Kindercardioloog Menno Douwes heeft een Dekkerbeurs van de Hartstichting ontvangen. Hiermee breidt hij zijn onderzoek naar pulmonale arteriële hypertensie (PAH), een zeldzame ongeneeslijke longvaatziekte bij kinderen, verder uit. Kinderen met deze ziekte krijgen steeds meer moeite met ademhalen en overlijden uiteindelijk. Met dit onderzoek hoopt hij de kwaliteit van leven van kinderen met deze ziekte te verbeteren. Dit meldt het UMCG
NZG
Onderzoek naar ongeneeslijke longvaatziekte bij kinderen ontvangt beurs
-Pulmonale arteriële hypertensie (PAH), is een ziekte waarbij de bloeddruk in de longslagader verhoogd is. Hierdoor moet het hart heel hard werken om het bloed rond te pompen. PAH is progressief, dit betekent dat de ziekte steeds erger wordt. Uiteindelijk overlijden patiënten aan hartfalen. Jaarlijks krijgen ongeveer twaalf kinderen in Nederland deze ziekte. Na vijf jaar is nog maar 60 procent van hen in leven.
PAH kan ontstaan door een aangeboren hartafwijking of doordat de ziekte in de familie voorkomt (erfelijkheid). Maar je kunt de ziekte ook spontaan krijgen of door leverproblemen, hoe dat in zijn werk gaat is nog niet helemaal duidelijk. Ook volwassenen kunnen PAH krijgen, maar Menno onderzoekt de ziekte bij kinderen. PAH is ongeneeslijk en op dit moment zijn er alleen behandelingen beschikbaar die de ziekte afremmen. Ondanks die behandelingen is er een groot aantal patiënten dat aan de ziekte overlijdt of een long- of harttransplantatie moet ondergaan.

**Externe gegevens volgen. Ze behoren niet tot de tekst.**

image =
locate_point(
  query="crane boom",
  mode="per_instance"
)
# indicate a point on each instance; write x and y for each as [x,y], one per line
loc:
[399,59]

Één van de bestaande behandelingen voor kinderen is een rugzakje met een pomp met medicatie. Deze medicatie gaat via een infuuslijn naar het lichaam. Menno legt uit hoe deze ziekte kinderen beperkt: "Ze leven met de wetenschap dat ze kunnen overlijden aan deze ziekte. Het kan binnen een kwartier misgaan als de pomp uitvalt, en er is ook een risico op infectie van de infuuslijn. Daarom is het zo belangrijk dat we nieuwe behandelingen voor deze ziekte vinden. Zodat kinderen een fijner en langer leven kunnen leiden."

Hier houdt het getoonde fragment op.